The parent compound and its two active metabolites (more potent than encainide on a per milligram basis), o-demethylencainide and 3-methoxy-o-demethylencainide, cross the placenta to the fetus (B.D. Quart, personal communication, Bristol-Myers Company, 1988). Concentrations of encainide and its metabolites in fetal plasma have ranged from 30%–300% of simultaneously collected maternal serum levels (B.D. Quart, personal communication, 1988). Excessive accumulation of the drug or its metabolites in the fetal plasma apparently does not occur. Amniotic fluid levels of the three compounds in one case were 2–3 times greater than in fetal plasma (B.D. Quart, personal communication, 1988).
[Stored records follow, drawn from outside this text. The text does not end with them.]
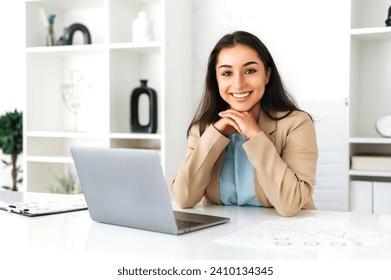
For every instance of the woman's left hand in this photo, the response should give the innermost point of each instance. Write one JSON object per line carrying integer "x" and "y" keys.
{"x": 245, "y": 120}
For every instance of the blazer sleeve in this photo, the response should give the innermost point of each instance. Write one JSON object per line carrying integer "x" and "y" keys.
{"x": 195, "y": 172}
{"x": 287, "y": 176}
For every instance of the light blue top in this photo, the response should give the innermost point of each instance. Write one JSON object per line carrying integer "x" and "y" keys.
{"x": 237, "y": 175}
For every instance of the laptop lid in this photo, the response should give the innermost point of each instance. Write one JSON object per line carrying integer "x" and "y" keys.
{"x": 126, "y": 187}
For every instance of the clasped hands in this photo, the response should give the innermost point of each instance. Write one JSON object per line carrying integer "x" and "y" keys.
{"x": 233, "y": 121}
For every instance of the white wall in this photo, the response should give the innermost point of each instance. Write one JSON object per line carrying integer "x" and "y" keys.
{"x": 11, "y": 66}
{"x": 308, "y": 39}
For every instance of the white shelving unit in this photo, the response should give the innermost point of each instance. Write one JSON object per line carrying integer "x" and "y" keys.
{"x": 104, "y": 73}
{"x": 370, "y": 95}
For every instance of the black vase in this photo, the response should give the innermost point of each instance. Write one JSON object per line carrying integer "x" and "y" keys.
{"x": 151, "y": 126}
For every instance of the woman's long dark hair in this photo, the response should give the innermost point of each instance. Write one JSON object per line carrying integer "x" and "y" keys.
{"x": 275, "y": 98}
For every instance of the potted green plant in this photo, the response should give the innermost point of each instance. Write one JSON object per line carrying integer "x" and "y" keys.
{"x": 11, "y": 143}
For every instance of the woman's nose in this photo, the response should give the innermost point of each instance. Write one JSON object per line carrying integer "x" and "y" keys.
{"x": 238, "y": 82}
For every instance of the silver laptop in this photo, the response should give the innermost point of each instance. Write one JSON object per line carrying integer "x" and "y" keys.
{"x": 126, "y": 187}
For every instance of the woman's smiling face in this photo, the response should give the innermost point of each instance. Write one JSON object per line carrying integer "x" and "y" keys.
{"x": 241, "y": 77}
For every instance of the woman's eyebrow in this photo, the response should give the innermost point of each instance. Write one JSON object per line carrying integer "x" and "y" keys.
{"x": 250, "y": 62}
{"x": 230, "y": 66}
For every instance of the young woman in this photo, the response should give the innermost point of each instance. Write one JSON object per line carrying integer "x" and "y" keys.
{"x": 248, "y": 143}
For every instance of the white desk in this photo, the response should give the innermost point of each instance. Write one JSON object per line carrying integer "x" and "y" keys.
{"x": 75, "y": 232}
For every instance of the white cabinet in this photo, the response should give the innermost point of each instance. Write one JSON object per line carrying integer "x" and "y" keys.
{"x": 370, "y": 86}
{"x": 370, "y": 197}
{"x": 99, "y": 77}
{"x": 361, "y": 196}
{"x": 382, "y": 198}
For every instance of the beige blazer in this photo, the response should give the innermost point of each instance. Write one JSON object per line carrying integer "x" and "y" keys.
{"x": 284, "y": 155}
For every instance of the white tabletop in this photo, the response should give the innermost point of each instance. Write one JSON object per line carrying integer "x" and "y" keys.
{"x": 249, "y": 235}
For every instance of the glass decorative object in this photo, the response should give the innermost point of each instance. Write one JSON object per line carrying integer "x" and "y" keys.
{"x": 76, "y": 95}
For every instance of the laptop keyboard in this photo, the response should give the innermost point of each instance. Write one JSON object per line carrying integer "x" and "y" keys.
{"x": 182, "y": 224}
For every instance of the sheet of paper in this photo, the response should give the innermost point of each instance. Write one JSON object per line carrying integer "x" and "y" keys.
{"x": 304, "y": 234}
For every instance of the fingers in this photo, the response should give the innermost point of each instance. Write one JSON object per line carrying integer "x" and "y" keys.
{"x": 244, "y": 122}
{"x": 227, "y": 126}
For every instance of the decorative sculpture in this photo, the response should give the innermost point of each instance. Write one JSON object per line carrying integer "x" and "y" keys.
{"x": 67, "y": 38}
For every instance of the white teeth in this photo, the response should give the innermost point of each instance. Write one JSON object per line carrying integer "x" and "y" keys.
{"x": 241, "y": 95}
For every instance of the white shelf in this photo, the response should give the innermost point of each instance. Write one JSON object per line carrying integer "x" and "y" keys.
{"x": 369, "y": 173}
{"x": 371, "y": 34}
{"x": 109, "y": 69}
{"x": 137, "y": 136}
{"x": 52, "y": 159}
{"x": 64, "y": 134}
{"x": 369, "y": 140}
{"x": 66, "y": 49}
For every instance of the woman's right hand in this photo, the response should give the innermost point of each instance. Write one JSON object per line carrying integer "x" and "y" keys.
{"x": 227, "y": 126}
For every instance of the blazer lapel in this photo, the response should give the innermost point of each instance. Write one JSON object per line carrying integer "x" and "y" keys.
{"x": 268, "y": 126}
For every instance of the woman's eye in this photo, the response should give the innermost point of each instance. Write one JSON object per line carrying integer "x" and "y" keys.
{"x": 250, "y": 71}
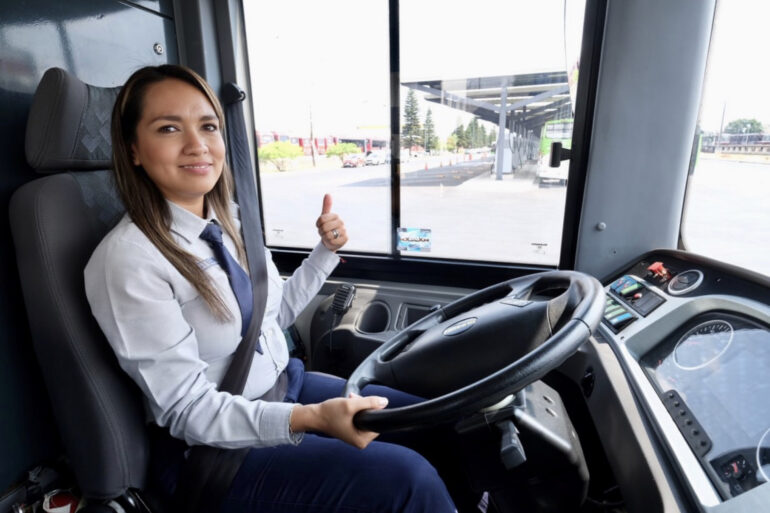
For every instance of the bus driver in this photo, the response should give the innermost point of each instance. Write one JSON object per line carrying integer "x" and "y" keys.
{"x": 172, "y": 319}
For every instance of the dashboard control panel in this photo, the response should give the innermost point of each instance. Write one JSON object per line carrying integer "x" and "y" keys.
{"x": 705, "y": 363}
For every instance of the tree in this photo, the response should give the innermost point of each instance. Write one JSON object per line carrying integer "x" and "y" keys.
{"x": 429, "y": 132}
{"x": 744, "y": 126}
{"x": 472, "y": 134}
{"x": 451, "y": 142}
{"x": 341, "y": 149}
{"x": 462, "y": 137}
{"x": 411, "y": 133}
{"x": 279, "y": 153}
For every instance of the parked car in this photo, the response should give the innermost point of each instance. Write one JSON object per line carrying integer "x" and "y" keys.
{"x": 375, "y": 158}
{"x": 353, "y": 160}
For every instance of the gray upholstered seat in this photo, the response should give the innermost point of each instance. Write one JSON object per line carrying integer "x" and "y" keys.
{"x": 57, "y": 221}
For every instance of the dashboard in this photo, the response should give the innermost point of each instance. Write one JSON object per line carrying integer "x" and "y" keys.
{"x": 693, "y": 336}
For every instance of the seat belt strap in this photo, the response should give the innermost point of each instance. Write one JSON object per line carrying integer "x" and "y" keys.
{"x": 208, "y": 472}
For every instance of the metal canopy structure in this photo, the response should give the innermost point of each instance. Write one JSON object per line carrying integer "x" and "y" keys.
{"x": 529, "y": 99}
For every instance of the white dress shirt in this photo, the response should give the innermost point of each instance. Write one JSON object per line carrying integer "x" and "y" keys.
{"x": 167, "y": 339}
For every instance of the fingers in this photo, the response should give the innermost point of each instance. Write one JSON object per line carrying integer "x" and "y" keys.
{"x": 332, "y": 231}
{"x": 327, "y": 204}
{"x": 336, "y": 418}
{"x": 372, "y": 402}
{"x": 330, "y": 226}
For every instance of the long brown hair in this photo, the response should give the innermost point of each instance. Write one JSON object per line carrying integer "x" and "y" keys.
{"x": 143, "y": 200}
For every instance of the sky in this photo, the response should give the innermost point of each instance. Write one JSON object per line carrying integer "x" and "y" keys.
{"x": 737, "y": 74}
{"x": 332, "y": 58}
{"x": 329, "y": 60}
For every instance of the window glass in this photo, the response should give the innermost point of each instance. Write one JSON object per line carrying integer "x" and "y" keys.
{"x": 468, "y": 189}
{"x": 321, "y": 83}
{"x": 727, "y": 214}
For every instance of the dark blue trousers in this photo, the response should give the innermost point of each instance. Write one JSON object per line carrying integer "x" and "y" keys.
{"x": 323, "y": 474}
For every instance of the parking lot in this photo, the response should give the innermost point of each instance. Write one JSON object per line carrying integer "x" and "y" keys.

Encainide has been successfully used to treat a fetal cardiac arrhythmia in utero, but a high maternal dose, 50 mg four times a day, was required to control the abnormality (B.D. Quart, personal communication, 1988). The gestational age of the fetus was not given nor was the length of therapy. In this case, encainide could not be found in fetal plasma, and concentrations of the two metabolites were less than 100 ng/mL. Very high concentrations of the metabolites were measured in the newborn's first several urine samples.
Breast Feeding Summary
Encainide and its active metabolites are excreted in breast milk. In one patient taking 50 mg four times a day, milk levels of encainide and one metabolite, o-demethylencainide, were 200–400 ng/mL and 100–200 ng/mL, respectively (B.D. Quart, personal communication, 1988). These levels were comparable to maternal peak plasma levels. A third metabolite, 3-methoxy-o-demethylencainide, evidently was not produced by the mother because it was not found in her plasma or milk. However, based on animal experiments, it is also expected to cross into the milk if present in the maternal plasma (B.D. Quart, personal communication, 1988).